Design and Analysis of Macro-Economic Models in the Laplace Domain

Abstract

In this thesis, we demonstrate the efficiency of Laplace domain techniques for the design and analysis of economic systems. To make the techniques applicable to economic modeling, we establish the economic analogs to the various tools and nomenclature in the engineering literature. We show that the Laplace domain provides an alternative description of economic systems, offering insights into behavior not apparent in the time domain. This allows economic discounting and cycles to be efficiently analyzed using pole-zero maps, Bode plots, and similar techniques. In addition, we demonstrate that transforming the linear differential equations of economic engineering into algebraic equations in the Laplace domain simplifies the design of economic systems.

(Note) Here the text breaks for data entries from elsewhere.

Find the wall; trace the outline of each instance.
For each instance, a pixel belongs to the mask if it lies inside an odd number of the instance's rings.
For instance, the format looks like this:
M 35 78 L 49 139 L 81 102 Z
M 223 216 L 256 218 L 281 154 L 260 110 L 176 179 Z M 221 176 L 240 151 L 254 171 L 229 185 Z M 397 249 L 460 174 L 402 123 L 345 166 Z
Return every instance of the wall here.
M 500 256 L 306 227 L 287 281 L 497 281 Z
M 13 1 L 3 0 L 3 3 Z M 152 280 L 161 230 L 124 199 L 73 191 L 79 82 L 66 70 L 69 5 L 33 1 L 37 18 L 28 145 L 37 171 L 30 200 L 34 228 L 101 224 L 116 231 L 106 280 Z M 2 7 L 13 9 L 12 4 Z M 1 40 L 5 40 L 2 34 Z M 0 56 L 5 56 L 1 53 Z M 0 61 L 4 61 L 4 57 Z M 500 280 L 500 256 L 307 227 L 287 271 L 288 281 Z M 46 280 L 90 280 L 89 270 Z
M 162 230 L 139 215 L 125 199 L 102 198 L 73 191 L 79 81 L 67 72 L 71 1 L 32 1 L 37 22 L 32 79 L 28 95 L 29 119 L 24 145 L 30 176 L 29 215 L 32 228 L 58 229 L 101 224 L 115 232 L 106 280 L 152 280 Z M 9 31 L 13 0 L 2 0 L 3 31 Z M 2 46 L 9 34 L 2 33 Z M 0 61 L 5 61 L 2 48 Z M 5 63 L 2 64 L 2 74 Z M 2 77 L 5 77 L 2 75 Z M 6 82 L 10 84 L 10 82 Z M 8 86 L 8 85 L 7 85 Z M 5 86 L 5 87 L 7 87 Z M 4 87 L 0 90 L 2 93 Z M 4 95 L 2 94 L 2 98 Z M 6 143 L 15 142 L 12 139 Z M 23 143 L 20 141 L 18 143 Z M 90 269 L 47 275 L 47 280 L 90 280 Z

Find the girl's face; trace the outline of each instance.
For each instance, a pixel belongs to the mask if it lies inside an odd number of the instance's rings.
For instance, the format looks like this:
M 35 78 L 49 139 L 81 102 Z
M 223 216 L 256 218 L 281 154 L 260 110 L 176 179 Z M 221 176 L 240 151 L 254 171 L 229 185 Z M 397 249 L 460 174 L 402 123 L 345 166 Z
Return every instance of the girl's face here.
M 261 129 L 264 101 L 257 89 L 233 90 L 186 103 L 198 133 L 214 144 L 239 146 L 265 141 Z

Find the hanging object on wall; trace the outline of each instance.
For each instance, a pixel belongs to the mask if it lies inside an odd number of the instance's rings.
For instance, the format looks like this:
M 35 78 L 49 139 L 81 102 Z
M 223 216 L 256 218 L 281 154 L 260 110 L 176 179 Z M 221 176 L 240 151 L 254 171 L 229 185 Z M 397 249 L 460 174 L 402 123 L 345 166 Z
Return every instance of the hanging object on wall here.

We use the Laplace domain techniques to design and analyze a macroeconomic model. By designing the model in the Laplace domain, we are able to integrate supply chain dynamics and the housing market using two-port network theory.
By analyzing the model using a pole-zero map, we show that the economy's discount rates and business cycles are represented by complex poles and the economy's transmission blocking rates by complex zeros. Additionally, we demonstrate that the Bullwhip effect, a supply chain phenomenon, can be intuitively visualized using a Bode plot. These applications illustrate how Laplace-domain techniques enable the efficient design and analysis of economic systems.